Second Breakfast

In my last post I discussed some of the key milestones that led to the development of the Internet & the modern Web as we know it today. One of the fundamental design choices that I covered previously was TimBL’s decision to make unidirectional links the default for HTTP, rather than bidirectional ones. This requirement has had severe (yet unintentional) consequences and is a primary reason the modern Web has trended towards centralization.

In this post I’ll further explain some of the problems associated with the modern Web, discuss the benefits of a decentralized Web, and explore the concept of [content-addressing](https://docs.ipfs.io/concepts/content-addressing/ "content-addressing"), which is an alternative way to identify and retrieve data developed by the [InterPlanetary File System (IPFS)](https://ipfs.io/ "InterPlanetary File System (IPFS)").
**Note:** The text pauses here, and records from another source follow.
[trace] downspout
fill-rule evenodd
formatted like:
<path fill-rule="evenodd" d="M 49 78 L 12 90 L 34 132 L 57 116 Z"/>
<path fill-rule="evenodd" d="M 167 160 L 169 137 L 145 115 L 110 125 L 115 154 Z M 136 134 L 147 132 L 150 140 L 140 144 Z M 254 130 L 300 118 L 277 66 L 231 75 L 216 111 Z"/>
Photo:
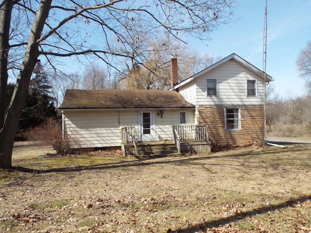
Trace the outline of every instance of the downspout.
<path fill-rule="evenodd" d="M 64 111 L 62 110 L 62 140 L 65 140 L 65 115 Z"/>

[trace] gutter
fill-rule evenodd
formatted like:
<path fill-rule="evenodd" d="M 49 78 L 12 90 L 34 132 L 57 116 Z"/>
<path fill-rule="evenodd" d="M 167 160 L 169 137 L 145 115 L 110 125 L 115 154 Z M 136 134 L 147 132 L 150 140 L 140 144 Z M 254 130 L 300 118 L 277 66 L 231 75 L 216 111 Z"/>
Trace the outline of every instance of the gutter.
<path fill-rule="evenodd" d="M 271 142 L 267 142 L 267 145 L 268 145 L 269 146 L 272 146 L 274 147 L 281 147 L 282 148 L 287 148 L 287 147 L 285 146 L 283 146 L 282 145 L 275 144 L 274 143 L 271 143 Z"/>

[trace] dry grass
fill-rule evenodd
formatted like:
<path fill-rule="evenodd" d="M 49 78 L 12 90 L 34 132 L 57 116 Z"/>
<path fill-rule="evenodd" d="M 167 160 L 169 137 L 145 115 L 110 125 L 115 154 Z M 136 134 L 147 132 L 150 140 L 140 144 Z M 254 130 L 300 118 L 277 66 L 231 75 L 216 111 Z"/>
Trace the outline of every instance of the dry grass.
<path fill-rule="evenodd" d="M 311 231 L 311 145 L 13 162 L 0 173 L 2 232 Z"/>

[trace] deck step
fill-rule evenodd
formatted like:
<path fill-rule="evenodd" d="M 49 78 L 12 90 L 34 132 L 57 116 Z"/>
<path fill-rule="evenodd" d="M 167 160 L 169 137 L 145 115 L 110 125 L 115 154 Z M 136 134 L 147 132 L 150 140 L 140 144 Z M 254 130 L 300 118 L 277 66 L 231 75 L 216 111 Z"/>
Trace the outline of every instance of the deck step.
<path fill-rule="evenodd" d="M 135 148 L 133 154 L 136 154 Z M 172 156 L 180 155 L 175 144 L 173 143 L 139 143 L 138 148 L 138 157 L 150 157 L 159 156 Z"/>

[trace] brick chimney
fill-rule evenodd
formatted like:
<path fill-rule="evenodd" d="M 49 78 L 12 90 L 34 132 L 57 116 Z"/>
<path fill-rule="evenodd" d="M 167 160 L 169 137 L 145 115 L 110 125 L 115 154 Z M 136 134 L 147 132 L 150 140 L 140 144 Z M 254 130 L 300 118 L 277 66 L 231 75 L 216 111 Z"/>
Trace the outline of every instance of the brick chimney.
<path fill-rule="evenodd" d="M 173 56 L 171 59 L 171 88 L 178 82 L 178 73 L 177 67 L 177 58 Z"/>

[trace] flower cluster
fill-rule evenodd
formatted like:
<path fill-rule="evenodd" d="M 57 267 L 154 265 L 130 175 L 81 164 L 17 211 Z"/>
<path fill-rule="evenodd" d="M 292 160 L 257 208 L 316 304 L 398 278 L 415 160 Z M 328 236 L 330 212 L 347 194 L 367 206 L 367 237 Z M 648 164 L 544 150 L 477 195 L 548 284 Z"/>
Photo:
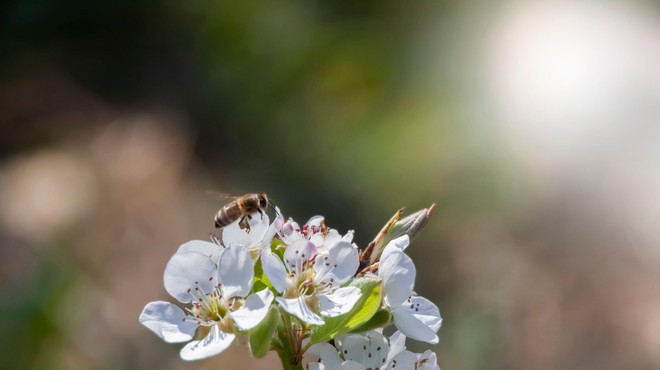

## **The Centralized Web**

In the early years of the Internet - from the 1980s through the early 2000s - internet services were built on open protocols that were designed and developed by communities of users that were (generally) ideologically aligned in their pursuit of providing reliable, censor-resistant, access to information for everyone. This era of the internet is commonly referred to as Web 1, and these open protocols were maintained by working groups or non-profit organizations that relied on the alignment of interests in the Internet community to gain adoption.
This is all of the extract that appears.